This juice really impressed me. I am a hardcore Custard fan, and also love Vanilla. But I havnt come across such a well rounded juice yet. Contemplating ordering a few bottles of this VCT to stock pile. Its amazing. with that 70/30 VG PG ratio is very smooth.. The flavour is so bold and creamy, a real mouth full of flavour that lingers for a while on the pallet.

I also dripped this on a 0.09ohm cloud chasing setup and not a hint of itch or burn on the throat or mouth. I could easily vape this all day on that setup.

I can easily recommend the VCT to any custard or vanilla fan. if you love the custard and vanilla vapes you would be stupid not to have this in your vape box.

Reactions: Like 1 | Winner 1


----------



## Tom

whatalotigot said:


> I got to taste the VCT last night.
> 
> All I can say is "WOW"
> 
> This juice really impressed me. I am a hardcore Custard fan, and also love Vanilla. But I havnt come across such a well rounded juice yet. Contemplating ordering a few bottles of this VCT to stock pile. Its amazing. with that 70/30 VG PG ratio is very smooth.. The flavour is so bold and creamy, a real mouth full of flavour that lingers for a while on the pallet.
> 
> I also dripped this on a 0.09ohm cloud chasing setup and not a hint of itch or burn on the throat or mouth. I could easily vape this all day on that setup.
> 
> I can easily recommend the VCT to any custard or vanilla fan. if you love the custard and vanilla vapes you would be stupid not to have this in your vape box.


I like it too.

Great move @Sir Vape to bring in a classy juice to SA! I was able to taste the joose 2 months ago for the first time, and the VCT and PA are real treats. Now I gotta get the Coconut Thai....soon.
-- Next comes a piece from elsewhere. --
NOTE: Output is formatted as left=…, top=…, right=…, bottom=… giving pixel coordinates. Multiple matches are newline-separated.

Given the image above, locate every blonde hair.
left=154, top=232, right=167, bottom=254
Reactions: Like 2 | Thanks 1


----------



## Sir Vape

Tom said:


> I like it too.
> 
> Great move @Sir Vape to bring in a classy juice to SA! I was able to taste the joose 2 months ago for the first time, and the VCT and PA are real treats. Now I gotta get the Coconut Thai....soon.



Thanks bro. The Thai is awesome

Reactions: Like 2


----------